On me permettra de donner également à cet art nouveau un nom grec, le plus euphonique possible: l'osmétique (2), ou l'osphrétique (3), par exemple.

Note 1: De rin, rinos, nez.

Note 2: De osmê, odeur.

Note 3: De osfrêsis, odorat.

L'un des premiers, des plus heureux résultats de cette découverte, serait de rendre à l'organe nasal une faculté dont il a été déshérité en quelque sorte par le hideux, le détestable usage du tabac. Car, remarquez bien que le tabac ne remplit pas uniquement, relativement aux narines, l'office d'un morceau de coton introduit dans les oreilles, ou d'un bandeau appliqué sur les yeux; mais, en même temps qu'il obstrue le nez, il démoralise l'odorat, le ruine, et finit par l'anéantir, sans compter tous les autres inconvénients qui se rattachent à son usage, pour soi comme pour les autres. L'attention des gens bien élevés une fois dirigée sur le nouvel art, donnera lieu à des habitudes plus convenables, plus décentes, fera rechercher tout ce qui peut contribuer aux plaisirs du nez, et éloigner avec plus de soin tout ce qui lui ferait éprouver des sensations désagréables. La découverte de toute odeur suave, vive ou fragrante, sera regardée comme un bienfait public; toute émanation suspecte sera repoussée avec l'horreur qu'inspire à nos oreilles une cacophonie, ou à nos yeux l'aspect d'un méchant tableau. Enfin le nez, rendu à ses destinées naturelles, viendra prendre parmi nos sens la place distinguée qu'il occupe déjà au milieu de la face humaine, son orgueil sera rehaussé par le sentiment de sa nouvelle importation et de la conquête qu'il aura faite d'une faculté trop longtemps ignorée ou méconnue.

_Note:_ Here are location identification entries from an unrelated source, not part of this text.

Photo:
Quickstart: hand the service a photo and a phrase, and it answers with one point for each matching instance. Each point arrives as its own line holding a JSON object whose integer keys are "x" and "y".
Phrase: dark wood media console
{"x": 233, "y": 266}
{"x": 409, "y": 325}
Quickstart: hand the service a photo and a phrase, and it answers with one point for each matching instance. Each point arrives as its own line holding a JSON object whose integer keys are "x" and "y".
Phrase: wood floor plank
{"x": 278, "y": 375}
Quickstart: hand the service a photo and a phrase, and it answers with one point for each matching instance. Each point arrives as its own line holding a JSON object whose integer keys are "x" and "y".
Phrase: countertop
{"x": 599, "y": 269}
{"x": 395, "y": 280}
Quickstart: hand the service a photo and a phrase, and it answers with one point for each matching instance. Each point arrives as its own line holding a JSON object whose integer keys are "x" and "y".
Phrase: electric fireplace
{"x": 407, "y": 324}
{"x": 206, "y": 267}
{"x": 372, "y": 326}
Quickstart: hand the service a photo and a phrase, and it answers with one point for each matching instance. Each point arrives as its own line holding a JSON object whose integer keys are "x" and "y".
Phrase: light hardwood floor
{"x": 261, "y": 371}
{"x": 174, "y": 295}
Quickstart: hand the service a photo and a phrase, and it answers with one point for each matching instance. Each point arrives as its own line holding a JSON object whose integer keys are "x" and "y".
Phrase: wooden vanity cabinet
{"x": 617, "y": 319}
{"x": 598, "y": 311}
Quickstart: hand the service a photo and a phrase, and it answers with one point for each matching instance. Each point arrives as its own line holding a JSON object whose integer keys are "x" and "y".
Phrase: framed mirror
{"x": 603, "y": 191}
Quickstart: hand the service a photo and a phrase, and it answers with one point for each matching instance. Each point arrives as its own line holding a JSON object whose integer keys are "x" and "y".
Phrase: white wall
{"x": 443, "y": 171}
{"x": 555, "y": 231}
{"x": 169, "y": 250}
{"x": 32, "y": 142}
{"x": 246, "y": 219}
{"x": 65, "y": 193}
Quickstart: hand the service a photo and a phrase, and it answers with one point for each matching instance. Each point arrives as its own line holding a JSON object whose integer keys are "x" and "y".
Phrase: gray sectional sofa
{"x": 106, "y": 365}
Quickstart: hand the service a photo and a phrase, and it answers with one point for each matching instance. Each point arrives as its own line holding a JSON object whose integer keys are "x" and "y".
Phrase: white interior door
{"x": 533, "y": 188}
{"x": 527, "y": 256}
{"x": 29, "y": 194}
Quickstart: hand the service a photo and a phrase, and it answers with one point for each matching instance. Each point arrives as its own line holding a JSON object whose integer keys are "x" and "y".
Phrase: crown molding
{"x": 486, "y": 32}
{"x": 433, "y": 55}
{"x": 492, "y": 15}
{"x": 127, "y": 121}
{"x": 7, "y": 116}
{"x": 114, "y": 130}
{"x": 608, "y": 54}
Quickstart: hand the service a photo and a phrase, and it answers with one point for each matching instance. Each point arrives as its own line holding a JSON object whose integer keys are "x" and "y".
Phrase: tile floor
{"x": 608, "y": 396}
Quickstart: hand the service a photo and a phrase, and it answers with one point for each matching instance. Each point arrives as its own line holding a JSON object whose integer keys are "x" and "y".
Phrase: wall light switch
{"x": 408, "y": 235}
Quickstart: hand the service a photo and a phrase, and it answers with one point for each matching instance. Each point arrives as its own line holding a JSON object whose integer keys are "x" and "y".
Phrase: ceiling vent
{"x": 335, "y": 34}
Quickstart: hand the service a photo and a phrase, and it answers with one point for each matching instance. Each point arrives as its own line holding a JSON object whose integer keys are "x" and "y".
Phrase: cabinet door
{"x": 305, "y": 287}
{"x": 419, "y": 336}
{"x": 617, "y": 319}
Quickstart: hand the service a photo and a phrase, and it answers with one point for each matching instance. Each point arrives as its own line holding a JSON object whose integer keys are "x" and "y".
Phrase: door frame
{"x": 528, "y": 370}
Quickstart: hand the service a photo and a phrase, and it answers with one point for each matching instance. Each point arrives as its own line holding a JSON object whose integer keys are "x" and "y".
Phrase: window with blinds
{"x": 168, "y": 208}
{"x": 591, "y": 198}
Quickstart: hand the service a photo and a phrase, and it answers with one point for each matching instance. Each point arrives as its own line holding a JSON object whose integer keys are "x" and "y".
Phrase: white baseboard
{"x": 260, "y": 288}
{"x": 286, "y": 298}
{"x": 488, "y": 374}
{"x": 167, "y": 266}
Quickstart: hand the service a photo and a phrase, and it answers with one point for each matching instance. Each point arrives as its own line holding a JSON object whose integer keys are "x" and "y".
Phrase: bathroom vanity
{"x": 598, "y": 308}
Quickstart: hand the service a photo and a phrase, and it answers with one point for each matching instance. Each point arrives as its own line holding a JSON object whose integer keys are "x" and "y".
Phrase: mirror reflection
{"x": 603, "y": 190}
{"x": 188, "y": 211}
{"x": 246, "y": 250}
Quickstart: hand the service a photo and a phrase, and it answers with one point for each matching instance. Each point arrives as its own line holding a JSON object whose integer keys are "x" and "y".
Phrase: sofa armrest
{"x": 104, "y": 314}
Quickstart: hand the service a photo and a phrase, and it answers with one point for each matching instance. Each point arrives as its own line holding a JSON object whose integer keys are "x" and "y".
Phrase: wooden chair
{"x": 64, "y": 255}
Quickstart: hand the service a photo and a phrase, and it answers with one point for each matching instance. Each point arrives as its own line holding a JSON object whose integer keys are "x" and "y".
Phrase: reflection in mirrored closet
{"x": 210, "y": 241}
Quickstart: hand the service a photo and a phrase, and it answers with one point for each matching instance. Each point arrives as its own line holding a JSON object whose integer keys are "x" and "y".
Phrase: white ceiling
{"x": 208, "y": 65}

Mais le plus solennel avantage qui en résultera pour la société tout entière, sera d'ajouter un lien de plus à ceux qui unissent déjà tous les hommes distingués, sous l'empire des talents et par la culture des beaux-arts. La mode une fois tournée vers cette nouvelle source de sensations et de jouissances, tous les esprits ingénieux, toutes les narines d'élite travailleront à l'envi à en accroître, à en propager les heureux résultats. Déjà j'entrevois, à une époque peu éloignée, le moment où les plaisirs du nez viendront se joindre à ceux des yeux et des oreilles pour ajouter aux douceurs de la vie sociale, au charme de nos réunions, à l'éclat, à la splendeur de nos fêtes. Des musées, des collections, des institutions publiques seront: consacrés au développement, à l'illustration de cette nouvelle conquête de l'intelligence humaine. Des concours seront ouverts, des prix seront décernés à ses perfectionnements: et en même temps que la faculté des Sciences fera de la rhénique l'une des branches de la physique générale, l'Institut verra s'élever une section d'osphrétique au sein de l'Académie royale des Beaux-Arts.

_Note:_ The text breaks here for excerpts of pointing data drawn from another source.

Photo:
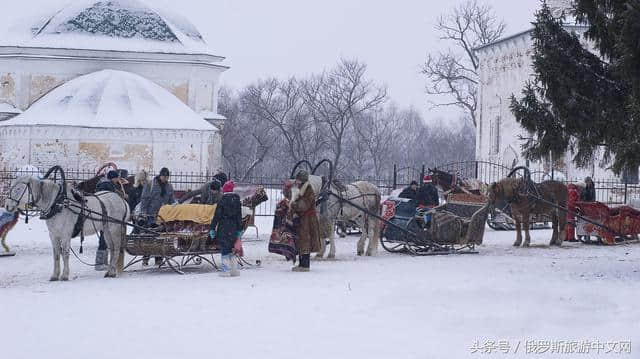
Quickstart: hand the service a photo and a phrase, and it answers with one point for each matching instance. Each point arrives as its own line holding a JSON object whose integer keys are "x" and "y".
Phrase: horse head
{"x": 28, "y": 192}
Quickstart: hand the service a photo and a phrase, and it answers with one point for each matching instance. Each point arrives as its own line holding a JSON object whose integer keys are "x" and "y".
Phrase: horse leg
{"x": 114, "y": 251}
{"x": 562, "y": 228}
{"x": 323, "y": 247}
{"x": 526, "y": 227}
{"x": 65, "y": 246}
{"x": 554, "y": 226}
{"x": 55, "y": 245}
{"x": 361, "y": 241}
{"x": 374, "y": 237}
{"x": 332, "y": 248}
{"x": 518, "y": 241}
{"x": 4, "y": 242}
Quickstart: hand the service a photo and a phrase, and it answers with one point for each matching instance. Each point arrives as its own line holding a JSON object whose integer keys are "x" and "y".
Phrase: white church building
{"x": 505, "y": 67}
{"x": 110, "y": 81}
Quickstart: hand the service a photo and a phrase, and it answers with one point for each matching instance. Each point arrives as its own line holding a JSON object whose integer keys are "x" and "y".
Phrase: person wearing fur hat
{"x": 157, "y": 194}
{"x": 109, "y": 182}
{"x": 428, "y": 194}
{"x": 304, "y": 208}
{"x": 209, "y": 193}
{"x": 589, "y": 192}
{"x": 135, "y": 196}
{"x": 226, "y": 228}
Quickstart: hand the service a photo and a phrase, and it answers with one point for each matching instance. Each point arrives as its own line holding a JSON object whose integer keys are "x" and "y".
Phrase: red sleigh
{"x": 614, "y": 223}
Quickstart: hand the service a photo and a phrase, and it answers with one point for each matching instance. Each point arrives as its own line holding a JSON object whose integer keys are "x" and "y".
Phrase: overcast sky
{"x": 297, "y": 37}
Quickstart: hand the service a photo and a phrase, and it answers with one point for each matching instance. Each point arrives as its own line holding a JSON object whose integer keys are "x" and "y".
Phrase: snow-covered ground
{"x": 390, "y": 306}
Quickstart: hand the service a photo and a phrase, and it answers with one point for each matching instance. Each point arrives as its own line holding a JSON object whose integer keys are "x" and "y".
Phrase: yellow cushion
{"x": 198, "y": 213}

Et voyez-vous d'ici une séance du nouvel art s'annoncer à côté d'un concert, d'une représentation théâtrale, d'une exposition de tableaux ou d'objets d'industrie, nos salons se remplir de meubles et d'instruments destinés à flatter, à exalter notre organe nasal, à émouvoir, à exalter notre âme par l'intermédiaire de l'appareil olfactif? Le soir, entre l'audition d'une sonate, la lecture d'un drame, l'exhibition d'un album ou l'exécution d'une polka, nous aurons le morceau d'osphrétique, ravissant intermède qui délassera un moment nos yeux, notre esprit, nos jambes, nos oreilles, tandis que l'organe du goût, se reposant aussi de ses efforts gastronomiques, méditera sur les progrès de l'art culinaire le premier et probablement le dernier de tous les arts qui enchantent la vie.